This repository contains the code and resources for a project on single-image text deblurring using Conditional Flow Matching (CFM). The goal is to restore clarity to blurred text images, a crucial task for applications like document analysis, Optical Character Recognition (OCR), and image-based search.

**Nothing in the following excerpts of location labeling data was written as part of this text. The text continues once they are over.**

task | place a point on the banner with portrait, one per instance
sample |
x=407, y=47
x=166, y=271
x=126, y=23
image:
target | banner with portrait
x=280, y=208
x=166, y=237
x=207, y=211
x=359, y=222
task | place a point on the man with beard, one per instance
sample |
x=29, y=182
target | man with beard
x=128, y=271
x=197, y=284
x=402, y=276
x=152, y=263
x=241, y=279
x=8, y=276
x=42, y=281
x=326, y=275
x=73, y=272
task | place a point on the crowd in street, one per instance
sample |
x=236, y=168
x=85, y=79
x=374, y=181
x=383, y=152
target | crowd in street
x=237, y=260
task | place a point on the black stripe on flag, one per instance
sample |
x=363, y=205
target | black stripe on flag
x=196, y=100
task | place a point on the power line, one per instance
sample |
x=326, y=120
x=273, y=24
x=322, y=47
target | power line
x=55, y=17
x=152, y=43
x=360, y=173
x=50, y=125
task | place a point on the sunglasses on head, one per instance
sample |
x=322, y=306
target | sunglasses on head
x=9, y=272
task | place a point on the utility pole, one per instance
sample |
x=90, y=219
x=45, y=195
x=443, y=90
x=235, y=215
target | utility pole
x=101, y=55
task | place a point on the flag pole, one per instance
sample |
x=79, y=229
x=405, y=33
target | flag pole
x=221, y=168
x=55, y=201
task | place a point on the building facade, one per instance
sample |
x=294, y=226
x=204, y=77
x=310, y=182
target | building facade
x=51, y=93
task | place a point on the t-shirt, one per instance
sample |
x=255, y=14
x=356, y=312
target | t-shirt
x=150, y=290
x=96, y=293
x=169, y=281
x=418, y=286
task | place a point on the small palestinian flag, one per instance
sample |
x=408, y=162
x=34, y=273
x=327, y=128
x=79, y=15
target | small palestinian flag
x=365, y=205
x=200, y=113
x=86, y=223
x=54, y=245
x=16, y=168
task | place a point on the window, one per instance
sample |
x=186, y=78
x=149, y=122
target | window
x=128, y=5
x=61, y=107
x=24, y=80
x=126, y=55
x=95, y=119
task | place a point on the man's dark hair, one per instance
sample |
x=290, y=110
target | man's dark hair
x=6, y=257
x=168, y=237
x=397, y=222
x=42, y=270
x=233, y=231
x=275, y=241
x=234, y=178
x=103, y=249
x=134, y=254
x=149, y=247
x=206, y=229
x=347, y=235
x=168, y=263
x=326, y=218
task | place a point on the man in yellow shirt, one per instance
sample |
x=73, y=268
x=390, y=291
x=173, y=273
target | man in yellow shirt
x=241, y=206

Conditional Flow Matching (CFM) [1] is a generative modeling technique that offers an alternative framework for training Continuous Normalizing Flows (CNFs) without the need to simulate full probability paths. CNFs learn an invertible mapping from a simple prior distribution (e.g., Gaussian) to a complex target data distribution, defined by an Ordinary Differential Equation (ODE):

$\frac{dx_{t}}{dt}=v_{t}(x_{t})$

The core idea of CFM is to reformulate the standard Flow Matching (FM) objective, which minimizes the difference between a learnable vector field and a target field, by using conditional probability paths $p_{t}(x|x_{0},x_{1})$ and conditional vector fields $u_{t}(x|x_{0},x_{1})$. Here, $x_{0}$ is sampled from the prior distribution and $x_{1}$ is sampled from the target data distribution. These conditional paths interpolate from $x_{0}$ to $x_{1}$, and their average recovers the desired marginal path $p_{t}(x)$.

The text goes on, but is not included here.